Characters in order of appearance
| Trulove |
John Tomlinson |
| Anne his daughter |
Helen
Donath |
| Tom Rakewell |
Robert Tear |
| Nick Shadow |
Donald McIntyre |
| Mother Goose |
Patricia Payne |
| Baba The Turk |
Sarah Walker |
| Sellem Keeper
of the
Madhouse |
John Dobson |
Whores
Roaring Boys
Servants
Citizens
Madmen |
|
Review
The Stage: Anthony Merryn
Concluding the
London Stravinsky Festival, Covent Garden put on an impressive revival
of the 1979 production of The Rake’s Progress.
Once again we were captivate by this unique work, almost
old-fashioned in its Mozartian formality of solos, ensembles and
choruses with orchestral accompaniment, “opera” as distinct from “music
theatre”, but brought into the twentieth century by the composer’s
interlacing of piquancies and subtly individual orchestration.

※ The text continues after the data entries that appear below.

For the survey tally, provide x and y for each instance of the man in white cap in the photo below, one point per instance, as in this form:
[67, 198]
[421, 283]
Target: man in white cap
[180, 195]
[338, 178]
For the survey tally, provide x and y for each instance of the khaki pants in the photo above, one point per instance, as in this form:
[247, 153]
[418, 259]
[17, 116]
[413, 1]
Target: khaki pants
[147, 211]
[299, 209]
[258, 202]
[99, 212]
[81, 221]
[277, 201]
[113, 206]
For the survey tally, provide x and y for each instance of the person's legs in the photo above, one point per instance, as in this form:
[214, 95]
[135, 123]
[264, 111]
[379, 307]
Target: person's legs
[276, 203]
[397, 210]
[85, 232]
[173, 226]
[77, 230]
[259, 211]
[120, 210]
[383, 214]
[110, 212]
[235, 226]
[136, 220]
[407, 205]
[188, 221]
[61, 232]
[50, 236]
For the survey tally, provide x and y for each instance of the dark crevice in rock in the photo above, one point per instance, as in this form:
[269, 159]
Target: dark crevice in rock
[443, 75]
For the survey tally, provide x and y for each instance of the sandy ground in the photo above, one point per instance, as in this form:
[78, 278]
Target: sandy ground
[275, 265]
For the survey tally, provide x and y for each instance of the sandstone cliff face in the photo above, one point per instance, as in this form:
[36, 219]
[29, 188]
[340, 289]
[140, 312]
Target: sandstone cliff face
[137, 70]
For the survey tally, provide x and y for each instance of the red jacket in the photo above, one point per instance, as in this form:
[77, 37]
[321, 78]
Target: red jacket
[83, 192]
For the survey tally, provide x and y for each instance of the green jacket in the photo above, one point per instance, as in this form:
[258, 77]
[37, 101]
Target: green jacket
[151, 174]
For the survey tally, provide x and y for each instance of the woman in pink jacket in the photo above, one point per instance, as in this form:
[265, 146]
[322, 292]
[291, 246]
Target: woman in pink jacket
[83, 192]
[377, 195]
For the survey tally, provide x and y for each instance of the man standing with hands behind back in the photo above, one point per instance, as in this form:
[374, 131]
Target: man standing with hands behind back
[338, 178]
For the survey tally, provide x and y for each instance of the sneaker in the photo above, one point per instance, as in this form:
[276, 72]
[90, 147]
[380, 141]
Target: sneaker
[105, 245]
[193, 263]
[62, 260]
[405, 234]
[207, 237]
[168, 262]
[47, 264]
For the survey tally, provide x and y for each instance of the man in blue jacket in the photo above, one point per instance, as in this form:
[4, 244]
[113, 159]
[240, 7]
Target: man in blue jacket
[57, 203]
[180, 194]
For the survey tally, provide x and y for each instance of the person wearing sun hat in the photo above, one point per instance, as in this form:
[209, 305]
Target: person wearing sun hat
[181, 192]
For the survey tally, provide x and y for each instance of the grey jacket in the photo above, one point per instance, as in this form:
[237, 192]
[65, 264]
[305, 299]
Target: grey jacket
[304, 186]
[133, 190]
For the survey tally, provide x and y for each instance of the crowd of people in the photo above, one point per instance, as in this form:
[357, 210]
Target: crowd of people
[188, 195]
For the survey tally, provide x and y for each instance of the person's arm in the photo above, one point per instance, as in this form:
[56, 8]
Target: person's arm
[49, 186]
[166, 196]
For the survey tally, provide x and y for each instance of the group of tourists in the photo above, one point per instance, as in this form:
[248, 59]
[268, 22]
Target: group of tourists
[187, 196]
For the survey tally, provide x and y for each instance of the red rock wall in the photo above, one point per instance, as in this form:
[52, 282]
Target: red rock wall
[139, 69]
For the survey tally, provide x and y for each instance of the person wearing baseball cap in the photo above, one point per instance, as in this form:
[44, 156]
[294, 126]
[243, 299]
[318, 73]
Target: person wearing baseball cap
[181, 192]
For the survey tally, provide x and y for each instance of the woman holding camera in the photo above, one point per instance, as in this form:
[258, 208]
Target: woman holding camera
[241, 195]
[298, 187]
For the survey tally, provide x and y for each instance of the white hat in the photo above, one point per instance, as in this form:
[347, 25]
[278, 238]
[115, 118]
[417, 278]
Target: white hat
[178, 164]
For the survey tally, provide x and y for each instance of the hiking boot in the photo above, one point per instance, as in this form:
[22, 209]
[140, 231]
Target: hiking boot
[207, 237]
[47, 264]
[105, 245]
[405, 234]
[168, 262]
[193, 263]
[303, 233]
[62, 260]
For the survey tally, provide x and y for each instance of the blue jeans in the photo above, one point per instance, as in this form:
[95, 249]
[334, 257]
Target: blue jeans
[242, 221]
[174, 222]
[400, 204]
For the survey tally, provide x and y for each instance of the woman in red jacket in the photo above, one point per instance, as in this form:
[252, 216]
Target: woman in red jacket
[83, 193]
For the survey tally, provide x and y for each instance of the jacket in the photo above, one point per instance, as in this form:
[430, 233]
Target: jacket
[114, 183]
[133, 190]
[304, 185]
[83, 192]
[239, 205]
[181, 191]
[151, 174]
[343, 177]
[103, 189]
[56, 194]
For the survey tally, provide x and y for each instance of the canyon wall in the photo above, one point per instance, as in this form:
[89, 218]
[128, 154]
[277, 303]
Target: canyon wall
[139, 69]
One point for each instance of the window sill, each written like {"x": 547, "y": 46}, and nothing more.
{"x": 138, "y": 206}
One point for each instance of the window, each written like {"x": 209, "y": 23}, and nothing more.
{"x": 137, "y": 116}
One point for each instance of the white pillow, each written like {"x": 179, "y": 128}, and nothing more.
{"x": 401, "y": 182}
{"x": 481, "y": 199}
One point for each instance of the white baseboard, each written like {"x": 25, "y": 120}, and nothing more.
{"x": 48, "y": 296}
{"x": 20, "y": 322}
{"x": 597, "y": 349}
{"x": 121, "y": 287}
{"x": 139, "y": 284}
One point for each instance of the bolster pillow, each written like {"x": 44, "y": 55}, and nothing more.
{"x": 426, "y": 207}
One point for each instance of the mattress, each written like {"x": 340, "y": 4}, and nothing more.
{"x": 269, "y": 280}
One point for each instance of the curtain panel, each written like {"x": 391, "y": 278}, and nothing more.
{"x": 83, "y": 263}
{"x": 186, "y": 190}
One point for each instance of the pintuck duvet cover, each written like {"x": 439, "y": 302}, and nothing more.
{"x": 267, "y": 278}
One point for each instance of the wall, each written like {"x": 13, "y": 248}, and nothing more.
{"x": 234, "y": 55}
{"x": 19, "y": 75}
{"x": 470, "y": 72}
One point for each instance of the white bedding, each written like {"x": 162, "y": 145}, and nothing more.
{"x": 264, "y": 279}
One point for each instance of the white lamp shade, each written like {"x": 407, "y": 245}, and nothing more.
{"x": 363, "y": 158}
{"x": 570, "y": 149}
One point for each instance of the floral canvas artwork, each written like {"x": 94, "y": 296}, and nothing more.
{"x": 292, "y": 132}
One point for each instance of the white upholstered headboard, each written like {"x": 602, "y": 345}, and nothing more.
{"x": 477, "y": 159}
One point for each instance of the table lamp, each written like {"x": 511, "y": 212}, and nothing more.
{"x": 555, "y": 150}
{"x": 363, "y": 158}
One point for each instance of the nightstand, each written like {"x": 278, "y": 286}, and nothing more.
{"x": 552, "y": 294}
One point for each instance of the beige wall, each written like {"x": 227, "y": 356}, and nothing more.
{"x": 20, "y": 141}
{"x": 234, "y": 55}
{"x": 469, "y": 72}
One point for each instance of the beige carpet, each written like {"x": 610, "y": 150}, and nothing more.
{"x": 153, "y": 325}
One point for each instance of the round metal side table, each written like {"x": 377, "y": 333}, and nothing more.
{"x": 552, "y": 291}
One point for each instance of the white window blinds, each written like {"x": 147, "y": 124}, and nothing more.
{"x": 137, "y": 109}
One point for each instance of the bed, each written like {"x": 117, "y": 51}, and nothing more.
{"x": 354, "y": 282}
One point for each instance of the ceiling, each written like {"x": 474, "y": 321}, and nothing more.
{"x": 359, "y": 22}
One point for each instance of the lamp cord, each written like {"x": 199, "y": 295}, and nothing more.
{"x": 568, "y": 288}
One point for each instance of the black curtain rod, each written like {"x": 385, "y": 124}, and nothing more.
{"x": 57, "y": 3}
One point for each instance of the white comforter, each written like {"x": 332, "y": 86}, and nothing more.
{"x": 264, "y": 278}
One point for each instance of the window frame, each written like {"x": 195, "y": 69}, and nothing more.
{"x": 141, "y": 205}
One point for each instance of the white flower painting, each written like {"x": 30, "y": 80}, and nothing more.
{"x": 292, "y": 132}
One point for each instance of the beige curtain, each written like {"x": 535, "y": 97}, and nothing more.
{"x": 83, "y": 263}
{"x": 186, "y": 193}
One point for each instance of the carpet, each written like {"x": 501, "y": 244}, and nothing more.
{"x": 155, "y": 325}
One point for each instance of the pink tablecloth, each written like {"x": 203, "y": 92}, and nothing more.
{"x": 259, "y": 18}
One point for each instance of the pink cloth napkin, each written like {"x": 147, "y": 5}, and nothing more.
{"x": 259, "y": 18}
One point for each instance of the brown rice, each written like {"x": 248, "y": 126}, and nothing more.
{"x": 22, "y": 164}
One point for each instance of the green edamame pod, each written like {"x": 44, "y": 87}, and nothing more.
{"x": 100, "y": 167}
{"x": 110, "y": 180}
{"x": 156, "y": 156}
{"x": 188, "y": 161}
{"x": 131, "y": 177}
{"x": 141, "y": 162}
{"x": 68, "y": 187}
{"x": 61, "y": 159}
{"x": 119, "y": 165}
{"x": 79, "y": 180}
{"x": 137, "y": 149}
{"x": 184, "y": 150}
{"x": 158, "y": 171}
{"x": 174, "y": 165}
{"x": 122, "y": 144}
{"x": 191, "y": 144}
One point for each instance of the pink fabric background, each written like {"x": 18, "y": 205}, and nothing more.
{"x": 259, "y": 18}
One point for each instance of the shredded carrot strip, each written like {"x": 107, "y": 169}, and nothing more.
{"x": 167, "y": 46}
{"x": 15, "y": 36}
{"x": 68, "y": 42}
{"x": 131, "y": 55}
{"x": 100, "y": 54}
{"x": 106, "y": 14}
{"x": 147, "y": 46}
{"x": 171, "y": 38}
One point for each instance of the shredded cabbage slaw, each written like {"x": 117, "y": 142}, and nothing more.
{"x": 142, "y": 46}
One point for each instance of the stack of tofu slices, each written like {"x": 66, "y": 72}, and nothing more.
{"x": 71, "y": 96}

W.H. Auden and Chester Kallman’s libretto is a fable with a
conventional moral tacked to it, cool, unsentimental, uncynical, the
characters more or less perfunctory, leaving us little room for pity or
morality.
Elijah Moshinsky’s staging has an appropriate artificiality in its
grotesquerie, movement and grouping. Yet, if we are distanced, we
are gripped throughout, musically enchanted, feasted with first-rate
singing, even held by the occasional dramatic or moving moment from
Tom’s desperate card-playing with the Devil, or Anne’s lullaby over the
demented Tom in Bedlam.
Robert Tear repeated his outstanding portrayal of the anti-hero
Rake, no weak degenerate but firm and full-blooded, the voice sure and
admirably controlled, words consistently clear.
Donald McIntyre was again the Mephistophelean, Nick Shadow,
avoiding temptation to melodramatic exaggeration. A new Trulove in John
Tomlinson ensured, it goes without saying, faultless enunciation of
words and sonorous delivery.
Helen Donath returned to sing Anne, gentle in her sorrow, richly
eloquent in her first act aria, tender in her lullaby, always
assured, never lapsing to false emotionalism. Sarah Walker made a
lively new Baba the Turk, and Matthew Best impressed with his brief
appearance as a new Madhouse Keeper. Familiar figures adding musically
to the animation were Patricia Payne’s sensual Mother Goose and john
Dobson’s flamboyant Sellem.
David Atherton’s conducting maintained a firm grip and enabled the
orchestral beauties and harshnesses to make their fullest effect.